Djokovic pada hari Rabu meminta maaf atas kesalahan penilaian untuk mengambil bagian dalam wawancara media sehari setelah menerima hasil tes positif dan mengakui bahwa formulir Deklarasi Perjalanan Australia salah menyatakan dia tidak bepergian dalam 14 hari sebelum tiba di Australia meskipun di Spanyol.

Dalam unggahan panjang di Instagram, Djokovic mengatakan bahwa dia menerima hasil positif pada malam 17 Desember setelah menyerahkan tes sehari sebelumnya. Namun dalam sumpahnya di pengadilan, Djokovic mengatakan dia “diuji dan didiagnosis” pada 16 Desember.

Memuat

Djokovic mengatakan dia “merasa berkewajiban” untuk melanjutkan dan melakukan wawancara dengan organisasi media Prancis Tim pada 18 Desember karena dia “tidak ingin mengecewakan jurnalis, tetapi memastikan saya menjaga jarak dan mengenakan masker kecuali saat foto saya diambil”.

“Ketika saya pulang ke rumah setelah wawancara untuk mengisolasi selama periode yang diperlukan, pada refleksi, ini adalah kesalahan penilaian [sic] dan saya menerima bahwa saya seharusnya menjadwal ulang komitmen ini,” katanya.

Djokovic mengatakan dia membuat posting media sosial untuk mengatasi “informasi yang salah yang terus berlanjut tentang aktivitas dan kehadiran saya di acara-acara pada bulan Desember menjelang hasil tes PCR positif saya”.

Dalam beberapa hari terakhir, penyelidikan Departemen Dalam Negeri terhadap bintang tenis meluas termasuk pelanggaran persyaratan isolasi di Serbia, pernyataan yang salah pada formulir masuk perjalanannya, dan ketidakkonsistenan pada tanggal tes COVID-19-nya.

Oposisi sebelumnya pada hari Jumat menuduh pemerintah Morrison menarik keluar proses untuk mengalihkan perhatian dari masalah lainnya.

Bendahara bayangan Partai Buruh Jim Chalmers menuduh pemerintah “menggunakan kisah Novak Djokovic ini sebagai pengalih perhatian dari kelangkaan di supermarket kami, kelangkaan di apotek kami, kelangkaan pekerja”.

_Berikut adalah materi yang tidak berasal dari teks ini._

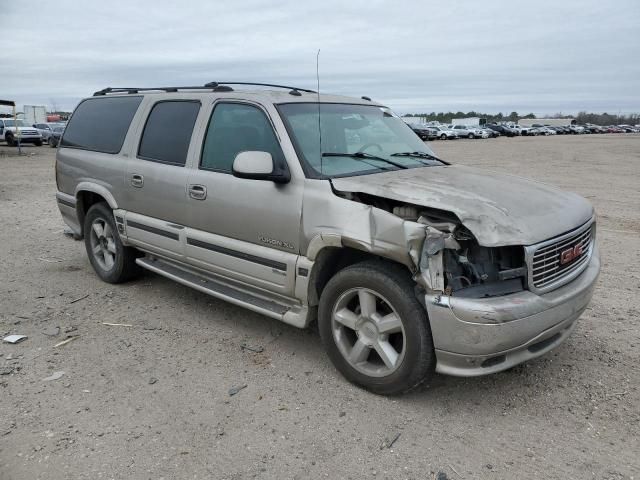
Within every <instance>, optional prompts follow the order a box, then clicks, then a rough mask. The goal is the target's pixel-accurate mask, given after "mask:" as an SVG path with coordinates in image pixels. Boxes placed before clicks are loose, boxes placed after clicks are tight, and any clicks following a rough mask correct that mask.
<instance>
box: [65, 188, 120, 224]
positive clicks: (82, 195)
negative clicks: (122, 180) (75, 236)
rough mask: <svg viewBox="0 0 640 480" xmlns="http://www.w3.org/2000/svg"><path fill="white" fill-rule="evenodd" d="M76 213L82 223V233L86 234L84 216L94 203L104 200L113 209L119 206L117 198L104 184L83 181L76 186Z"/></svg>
mask: <svg viewBox="0 0 640 480" xmlns="http://www.w3.org/2000/svg"><path fill="white" fill-rule="evenodd" d="M75 197H76V214H77V216H78V223H79V224H80V231H81V234H82V235H83V236H84V218H85V216H86V215H87V212H88V211H89V208H91V206H92V205H94V204H96V203H100V202H104V203H106V204H107V205H109V207H110V208H111V209H112V210H115V209H117V208H118V204H117V203H116V200H115V198H114V197H113V195H112V194H111V192H109V190H107V188H106V187H104V186H102V185H97V184H95V183H91V182H81V183H79V184H78V186H77V187H76V192H75Z"/></svg>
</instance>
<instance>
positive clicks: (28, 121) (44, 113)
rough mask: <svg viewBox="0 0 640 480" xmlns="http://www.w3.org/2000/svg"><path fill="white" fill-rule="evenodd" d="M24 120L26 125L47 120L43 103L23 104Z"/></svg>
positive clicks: (28, 124) (43, 122)
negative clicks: (26, 124)
mask: <svg viewBox="0 0 640 480" xmlns="http://www.w3.org/2000/svg"><path fill="white" fill-rule="evenodd" d="M24 121H25V122H26V123H27V125H33V124H34V123H46V122H47V107H45V106H44V105H25V106H24Z"/></svg>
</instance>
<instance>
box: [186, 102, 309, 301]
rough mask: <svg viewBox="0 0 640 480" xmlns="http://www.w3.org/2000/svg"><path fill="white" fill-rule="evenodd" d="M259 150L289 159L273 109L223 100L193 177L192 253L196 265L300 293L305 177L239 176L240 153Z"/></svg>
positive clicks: (208, 134)
mask: <svg viewBox="0 0 640 480" xmlns="http://www.w3.org/2000/svg"><path fill="white" fill-rule="evenodd" d="M256 150H257V151H265V152H269V153H270V154H271V156H272V157H273V159H274V161H275V162H285V164H286V160H285V158H284V154H283V152H282V149H281V148H280V142H279V139H278V136H277V134H276V130H275V129H274V127H273V124H272V122H271V121H270V118H269V115H268V113H267V111H266V110H265V109H263V108H262V107H261V106H260V105H257V104H252V103H246V102H235V101H218V102H216V103H215V104H214V106H213V111H212V113H211V117H210V120H209V124H208V127H207V129H206V131H205V132H204V138H203V141H202V150H201V158H200V159H199V162H198V164H197V165H194V168H193V170H192V171H191V174H190V176H189V180H188V185H187V195H188V200H187V202H188V208H187V212H188V213H187V229H186V235H187V244H186V246H185V249H186V250H185V252H186V258H187V261H188V262H189V263H191V264H192V265H194V266H196V267H200V268H205V269H207V270H210V271H213V272H215V273H218V274H220V275H223V276H225V277H229V278H232V279H234V280H237V281H240V282H245V283H247V284H250V285H253V286H257V287H259V288H263V289H266V290H269V291H272V292H276V293H279V294H282V295H286V296H293V292H294V284H295V266H296V262H297V259H298V254H299V240H300V218H301V211H302V182H300V181H296V180H295V179H292V180H291V181H290V182H289V183H287V184H276V183H274V182H272V181H267V180H253V179H243V178H238V177H235V176H233V174H232V165H233V161H234V159H235V157H236V155H237V154H238V153H240V152H243V151H256Z"/></svg>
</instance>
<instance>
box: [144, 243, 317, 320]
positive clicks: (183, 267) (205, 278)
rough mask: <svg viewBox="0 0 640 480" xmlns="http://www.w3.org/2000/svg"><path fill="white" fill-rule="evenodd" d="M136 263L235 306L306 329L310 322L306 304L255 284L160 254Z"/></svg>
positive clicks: (154, 272)
mask: <svg viewBox="0 0 640 480" xmlns="http://www.w3.org/2000/svg"><path fill="white" fill-rule="evenodd" d="M136 263H137V264H138V265H140V266H141V267H142V268H145V269H147V270H149V271H151V272H154V273H157V274H159V275H162V276H163V277H167V278H169V279H171V280H173V281H175V282H178V283H180V284H182V285H186V286H187V287H191V288H193V289H195V290H198V291H200V292H203V293H206V294H207V295H211V296H212V297H215V298H219V299H221V300H224V301H227V302H229V303H232V304H234V305H239V306H241V307H244V308H246V309H248V310H252V311H254V312H257V313H261V314H263V315H266V316H268V317H271V318H275V319H276V320H280V321H283V322H285V323H289V324H291V325H293V326H296V327H299V328H304V327H306V326H307V325H308V319H307V307H303V306H301V305H300V304H299V303H293V302H292V303H285V302H282V301H275V300H271V299H269V298H266V297H268V293H267V292H263V291H260V292H258V291H255V292H254V291H253V290H254V289H252V288H251V287H247V286H244V285H240V284H238V283H237V282H233V281H230V280H227V279H224V280H223V279H219V280H218V279H215V278H213V277H211V276H209V275H204V274H201V273H199V272H196V271H194V270H191V269H189V268H188V267H183V266H178V265H176V264H174V263H173V262H169V261H166V260H163V259H160V258H157V257H149V256H147V257H142V258H138V259H136Z"/></svg>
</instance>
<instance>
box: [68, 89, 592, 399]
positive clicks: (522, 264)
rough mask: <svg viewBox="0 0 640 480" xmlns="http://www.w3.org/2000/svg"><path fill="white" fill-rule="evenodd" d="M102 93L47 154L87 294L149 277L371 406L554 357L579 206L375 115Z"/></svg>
mask: <svg viewBox="0 0 640 480" xmlns="http://www.w3.org/2000/svg"><path fill="white" fill-rule="evenodd" d="M264 87H265V85H264V84H259V85H258V86H257V87H249V88H247V87H246V84H241V83H239V82H238V83H225V84H223V83H216V82H212V83H209V84H207V85H205V86H203V87H166V88H135V89H134V88H130V89H112V88H108V89H105V90H101V91H99V92H96V93H95V94H94V96H92V97H90V98H88V99H85V100H83V101H82V102H81V103H80V104H79V105H78V107H77V108H76V110H75V112H74V113H73V116H72V117H71V120H70V121H69V123H68V126H67V128H66V130H65V131H64V134H63V136H62V139H61V141H60V145H59V148H58V151H57V161H56V183H57V190H58V192H57V203H58V207H59V209H60V212H61V214H62V217H63V219H64V221H65V222H66V223H67V224H68V225H69V227H71V229H72V230H73V231H74V233H75V234H76V236H78V237H83V238H84V242H85V245H86V251H87V254H88V257H89V260H90V262H91V264H92V266H93V268H94V269H95V272H96V273H97V275H98V276H99V277H100V278H101V279H103V280H104V281H106V282H111V283H118V282H124V281H126V280H128V279H131V278H133V277H134V276H135V275H136V274H137V273H139V271H140V269H146V270H150V271H151V272H155V273H157V274H159V275H163V276H165V277H168V278H170V279H172V280H175V281H176V282H179V283H181V284H184V285H187V286H189V287H192V288H195V289H197V290H199V291H201V292H203V293H206V294H209V295H212V296H214V297H217V298H220V299H223V300H226V301H228V302H231V303H234V304H236V305H240V306H243V307H245V308H248V309H250V310H253V311H255V312H259V313H261V314H264V315H266V316H268V317H271V318H275V319H278V320H281V321H283V322H286V323H288V324H291V325H295V326H296V327H301V328H303V327H307V326H308V325H309V324H310V322H312V321H314V320H316V319H317V323H318V329H319V332H320V338H321V341H322V342H323V344H324V346H325V348H326V351H327V354H328V356H329V358H330V359H331V361H332V362H333V364H334V365H335V367H336V368H337V369H338V370H339V371H340V372H341V373H342V374H343V375H344V376H345V377H346V378H347V379H348V380H350V381H351V382H353V383H355V384H357V385H360V386H362V387H364V388H366V389H368V390H370V391H372V392H375V393H379V394H389V395H390V394H398V393H402V392H406V391H408V390H410V389H412V388H414V387H416V386H418V385H420V384H421V383H423V382H425V381H427V380H428V379H429V378H430V377H431V376H432V375H433V373H434V372H439V373H442V374H449V375H458V376H475V375H483V374H488V373H493V372H498V371H501V370H505V369H508V368H510V367H512V366H514V365H516V364H518V363H521V362H523V361H526V360H529V359H532V358H535V357H537V356H539V355H542V354H544V353H546V352H548V351H549V350H550V349H552V348H554V347H556V346H558V345H559V344H560V343H561V342H562V341H563V340H565V339H566V338H567V336H568V335H569V334H570V333H571V331H572V330H573V329H574V327H575V325H576V320H577V319H578V317H579V316H580V315H581V313H582V312H583V311H584V309H585V308H586V307H587V305H588V303H589V301H590V299H591V296H592V292H593V289H594V286H595V283H596V279H597V276H598V272H599V268H600V261H599V256H598V249H597V246H596V243H595V234H596V223H595V214H594V210H593V208H592V206H591V205H590V204H589V202H587V201H586V200H585V199H583V198H582V197H580V196H578V195H575V194H573V193H568V192H564V191H561V190H559V189H557V188H554V187H552V186H549V185H545V184H543V183H539V182H534V181H529V180H525V179H523V178H519V177H516V176H512V175H505V174H502V173H495V172H488V171H484V170H482V169H477V168H469V167H464V166H458V165H453V164H450V163H449V162H447V161H445V160H442V159H440V158H438V157H437V156H436V155H435V154H434V152H433V151H432V150H431V149H430V148H429V147H428V146H427V145H426V144H425V143H424V142H423V141H421V140H420V139H419V138H418V137H417V136H416V135H415V133H414V132H413V131H412V130H411V129H410V128H409V127H408V126H407V125H406V124H405V123H404V122H403V121H402V120H401V119H400V118H399V117H398V116H396V115H395V114H394V113H393V112H392V111H391V110H389V109H388V108H387V107H385V106H383V105H380V104H378V103H376V102H373V101H371V100H370V99H369V98H367V97H362V98H347V97H341V96H334V95H325V94H322V95H320V94H318V93H316V92H313V91H309V90H304V89H300V88H293V87H281V86H277V85H267V87H271V89H270V90H267V89H264Z"/></svg>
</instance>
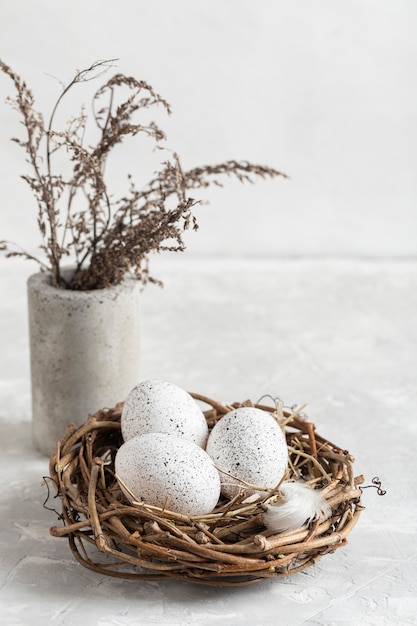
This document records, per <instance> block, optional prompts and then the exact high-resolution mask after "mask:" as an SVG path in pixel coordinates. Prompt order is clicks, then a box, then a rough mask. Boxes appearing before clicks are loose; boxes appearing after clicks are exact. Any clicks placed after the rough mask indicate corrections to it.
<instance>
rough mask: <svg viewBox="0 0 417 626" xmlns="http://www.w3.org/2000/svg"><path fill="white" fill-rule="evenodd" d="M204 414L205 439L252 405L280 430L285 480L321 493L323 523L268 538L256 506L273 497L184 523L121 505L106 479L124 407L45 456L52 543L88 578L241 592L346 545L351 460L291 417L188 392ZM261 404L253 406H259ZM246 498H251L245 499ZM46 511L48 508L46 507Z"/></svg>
mask: <svg viewBox="0 0 417 626" xmlns="http://www.w3.org/2000/svg"><path fill="white" fill-rule="evenodd" d="M190 395H191V396H192V397H193V398H194V399H195V400H196V401H199V402H201V403H203V404H205V405H208V406H209V407H210V408H208V409H207V410H203V413H204V415H205V418H206V420H207V424H208V427H209V431H210V430H211V428H213V426H214V424H215V423H217V422H218V421H219V420H220V419H221V418H222V417H223V416H224V415H225V414H226V413H228V412H229V411H231V410H234V409H236V408H240V407H242V406H254V407H256V408H259V409H262V410H264V411H267V412H269V413H271V414H272V415H273V416H274V417H275V418H276V419H277V421H278V423H280V425H281V427H282V428H283V431H284V434H285V436H286V439H287V444H288V447H289V459H290V460H289V472H288V473H287V476H286V479H288V478H294V479H295V478H300V477H302V478H303V480H307V482H310V483H311V484H312V485H314V487H317V488H320V491H321V493H322V494H323V495H324V496H325V498H326V501H327V503H328V504H329V506H330V508H331V513H330V516H329V517H327V518H325V519H319V520H315V521H313V522H312V523H309V524H304V525H303V526H301V527H300V528H298V529H296V530H292V531H286V532H280V533H275V534H274V533H271V532H270V531H268V530H267V529H266V527H265V525H264V523H263V513H264V511H265V504H266V502H267V501H268V499H270V498H271V497H273V496H274V495H276V494H278V493H279V485H278V486H277V487H276V488H275V490H269V493H268V494H267V495H266V496H265V497H262V498H260V499H258V500H257V501H255V502H249V503H246V504H245V503H244V500H245V496H244V495H242V496H241V497H240V501H239V497H237V498H234V499H233V500H231V501H226V500H225V499H224V498H222V497H221V498H220V500H219V503H218V505H217V506H216V508H215V509H214V511H213V512H211V513H210V514H208V515H204V516H192V517H189V516H186V515H182V514H178V513H173V512H172V511H169V510H168V509H166V508H165V509H162V508H160V507H155V506H151V505H148V504H145V503H140V504H139V503H130V502H128V501H127V500H126V498H125V497H124V496H123V494H122V492H121V489H120V485H119V484H118V482H117V477H116V475H115V473H114V456H115V453H116V451H117V449H118V447H119V446H120V445H121V443H123V439H122V435H121V429H120V418H121V413H122V408H123V403H119V404H117V405H116V406H115V407H113V408H110V409H100V410H99V411H97V412H96V413H95V414H93V415H91V416H90V417H89V418H88V419H87V420H86V422H85V423H84V424H82V425H81V426H76V425H75V424H70V425H69V426H68V428H67V432H66V433H65V435H64V437H63V438H62V439H61V440H60V441H59V442H58V443H57V447H56V450H55V451H54V452H53V454H52V455H51V457H50V462H49V477H48V479H49V481H51V482H52V484H54V486H55V489H56V496H55V497H56V498H60V500H61V512H60V513H59V512H58V511H56V510H55V509H54V510H55V513H56V514H57V515H58V519H59V520H60V521H61V522H62V524H61V525H54V526H51V528H50V534H51V535H52V536H54V537H64V538H67V540H68V542H69V546H70V549H71V552H72V554H73V555H74V557H75V558H76V560H77V561H78V562H79V563H80V564H81V565H83V566H84V567H86V568H87V569H90V570H92V571H95V572H97V573H101V574H104V575H106V576H112V577H116V578H123V579H130V580H142V581H156V580H183V581H188V582H193V583H200V584H205V585H211V586H242V585H248V584H253V583H257V582H261V581H264V580H268V579H275V578H280V577H285V576H290V575H293V574H296V573H300V572H302V571H304V570H305V569H307V568H309V567H311V566H313V565H314V564H316V563H317V562H318V561H319V560H320V559H321V558H322V556H324V555H325V554H328V553H331V552H334V551H336V550H337V549H338V548H340V547H344V546H345V545H346V544H347V536H348V535H349V534H350V532H351V531H352V529H353V528H354V526H355V525H356V523H357V521H358V518H359V516H360V513H361V511H362V508H363V507H362V505H361V495H362V490H361V488H360V487H359V485H360V484H361V483H363V480H364V479H363V476H361V475H360V476H355V474H354V470H353V463H354V458H353V456H352V455H351V454H350V453H349V452H348V451H347V450H345V449H343V448H342V447H340V446H338V445H336V444H333V443H331V442H330V441H328V439H326V438H324V437H323V436H321V435H319V434H318V433H317V432H316V427H315V425H314V424H313V423H312V422H310V421H308V420H307V419H305V418H304V417H301V415H300V412H301V409H302V408H304V407H301V408H300V409H298V410H287V409H283V408H282V407H280V409H279V410H277V406H278V405H277V404H275V406H273V407H271V406H267V405H265V404H261V403H260V402H261V401H259V402H258V403H256V404H253V403H252V402H250V401H244V402H234V403H233V404H230V405H225V404H223V403H221V402H218V401H216V400H213V399H211V398H209V397H207V396H204V395H202V394H198V393H194V392H190ZM261 400H262V399H261ZM249 500H250V498H249ZM47 508H49V507H47Z"/></svg>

Pemimpin Partai Buruh Anthony Albanese mengatakan Djokovic seharusnya tidak pernah diberikan visa pada November dan seharusnya “tidak pernah sampai seperti ini”.

“Novak Djokovic dan partisipasinya di Australia Terbuka telah menjadi kisah olahraga nomor satu di dunia selama berbulan-bulan,” katanya.

“Semua orang tahu dia adalah pemain nomor satu di dunia. Dia memenangkan Australia Terbuka sembilan kali, menembak untuk 10 kali, menembak untuk grand slam ke-21 untuk menjadi juara terbesar sepanjang masa.”